Structured Programming
Structure programming imposes discipline on direct transfer of control.
Structured programming introduced functional decomposition, allowing programmers to break problems down into smaller and smaller problems. It removes the ability to use goto statements.
Object-Oriented Programming
Object-oriented programming imposes discipline on indirect transfer of control.
Object-oriented programming introduced polymorphism, which enables dependency inversion. Components can be deployed and devoloped independently.
Functional Programming
Functional programming imposes discipline upon assignment.
Functional programming introduced immutable variables. This eliminates the problems faced in concurrent programming. It is best to move as much code as possible into immutable components.
Design Principles
The goal of SOLID principles is to create software that
- tolerates change
- is easy to understand
- is the basis of components that can be used in many software systems
Many software engineers have heard of the SOLID principles, but in my experience they are often misunderstood and ignored as a result.
Single Responsibility Principle (SRP)
A module should be responsible to one, and only one, actor.
Put another way, if one actor requires a change to a module, that change should not affect other actors.
Separate the code that different actors depend on.
Open-Closed Principle (OCP)
A software artifact should be open for extension but closed for modification.
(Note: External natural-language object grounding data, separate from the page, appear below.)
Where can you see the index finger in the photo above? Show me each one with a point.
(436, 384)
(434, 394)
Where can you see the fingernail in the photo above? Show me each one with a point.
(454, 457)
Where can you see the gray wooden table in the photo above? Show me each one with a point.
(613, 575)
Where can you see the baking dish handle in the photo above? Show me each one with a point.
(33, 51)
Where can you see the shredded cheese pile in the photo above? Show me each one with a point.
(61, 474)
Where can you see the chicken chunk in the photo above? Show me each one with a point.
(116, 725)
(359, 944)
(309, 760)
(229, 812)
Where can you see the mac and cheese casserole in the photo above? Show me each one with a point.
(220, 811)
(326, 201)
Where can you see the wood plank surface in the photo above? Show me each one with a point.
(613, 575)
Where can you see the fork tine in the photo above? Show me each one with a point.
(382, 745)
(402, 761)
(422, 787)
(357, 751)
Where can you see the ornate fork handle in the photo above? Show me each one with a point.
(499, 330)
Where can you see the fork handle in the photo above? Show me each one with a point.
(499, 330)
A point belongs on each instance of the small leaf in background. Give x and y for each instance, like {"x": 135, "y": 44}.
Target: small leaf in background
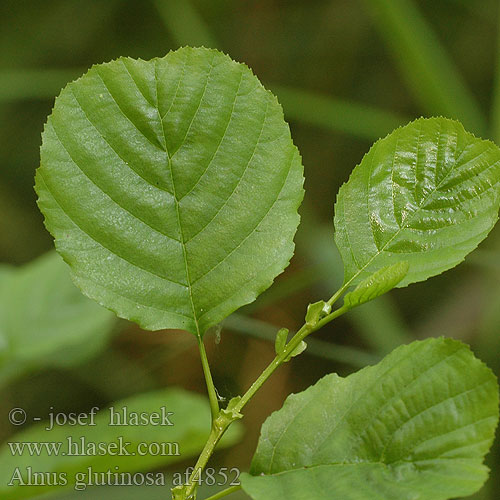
{"x": 428, "y": 194}
{"x": 377, "y": 284}
{"x": 186, "y": 436}
{"x": 416, "y": 426}
{"x": 45, "y": 320}
{"x": 171, "y": 187}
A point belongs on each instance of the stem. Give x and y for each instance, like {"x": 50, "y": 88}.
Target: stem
{"x": 219, "y": 427}
{"x": 338, "y": 293}
{"x": 224, "y": 418}
{"x": 212, "y": 393}
{"x": 279, "y": 359}
{"x": 225, "y": 492}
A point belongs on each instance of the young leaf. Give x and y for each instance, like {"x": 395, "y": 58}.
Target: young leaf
{"x": 377, "y": 284}
{"x": 428, "y": 194}
{"x": 316, "y": 311}
{"x": 45, "y": 320}
{"x": 415, "y": 426}
{"x": 171, "y": 187}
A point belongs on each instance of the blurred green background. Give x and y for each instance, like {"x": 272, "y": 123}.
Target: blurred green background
{"x": 346, "y": 72}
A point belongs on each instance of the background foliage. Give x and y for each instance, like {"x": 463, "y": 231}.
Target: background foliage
{"x": 347, "y": 72}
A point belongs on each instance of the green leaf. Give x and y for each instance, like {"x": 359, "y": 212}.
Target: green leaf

Of all the SOLID principles, this is the one I had a hard time grasping. How can software be closed for modification? The key to understanding it is realizing that higher-level code should not be impacted by changes made to lower-level code. We want to make the code easy to change without increasing the impact of change. We can accomplish this by adhering to the other principles.
Liskov Substitution Principle (LSP)
If for each object o1 of type S there is an object o2 of type T such that for all programs P defined in terms of T, the behavior of P is unchanged when o1 is substituted for o2 then S is a subtype of T.
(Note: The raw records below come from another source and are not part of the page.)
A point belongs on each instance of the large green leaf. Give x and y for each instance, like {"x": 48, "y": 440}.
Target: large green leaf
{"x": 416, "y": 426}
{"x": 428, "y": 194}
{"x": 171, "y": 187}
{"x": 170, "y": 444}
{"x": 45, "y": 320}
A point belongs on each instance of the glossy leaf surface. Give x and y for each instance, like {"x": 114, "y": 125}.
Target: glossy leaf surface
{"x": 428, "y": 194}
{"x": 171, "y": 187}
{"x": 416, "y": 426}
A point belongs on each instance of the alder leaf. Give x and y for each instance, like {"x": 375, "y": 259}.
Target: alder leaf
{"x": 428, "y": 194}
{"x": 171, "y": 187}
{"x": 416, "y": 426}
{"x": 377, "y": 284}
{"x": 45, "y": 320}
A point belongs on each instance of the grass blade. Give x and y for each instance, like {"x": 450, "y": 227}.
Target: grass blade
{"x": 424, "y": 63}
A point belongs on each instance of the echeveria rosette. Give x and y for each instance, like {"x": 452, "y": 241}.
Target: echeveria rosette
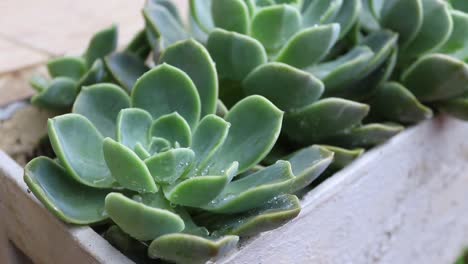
{"x": 142, "y": 160}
Cutting though the formal math definition, what this is saying is that components in a system must conform to a contract in order be substitutable for one another.
Interface Segregation Principle (ISP)
This can be summed up as: Don’t depend on things you don’t use. If you avoid unnecessary dependencies, you avoid being affected by change.
Dependency Inversion Principle (DIP)
Details should depend on policies.
The rest of the book covers what details and policies are, but the important point is that policies should never depend on details, nor should they have any knowledge of details.
Component Principles
The component principles are like the SOLID principles, but at a larger scale. They tell us how to build software systems out of smaller components.
Component Cohesion
These principles guide how to decide which classes should be included in which components.
Reuse/Release Equivalence Principle (REP)
The granule of reuse is the granule of release.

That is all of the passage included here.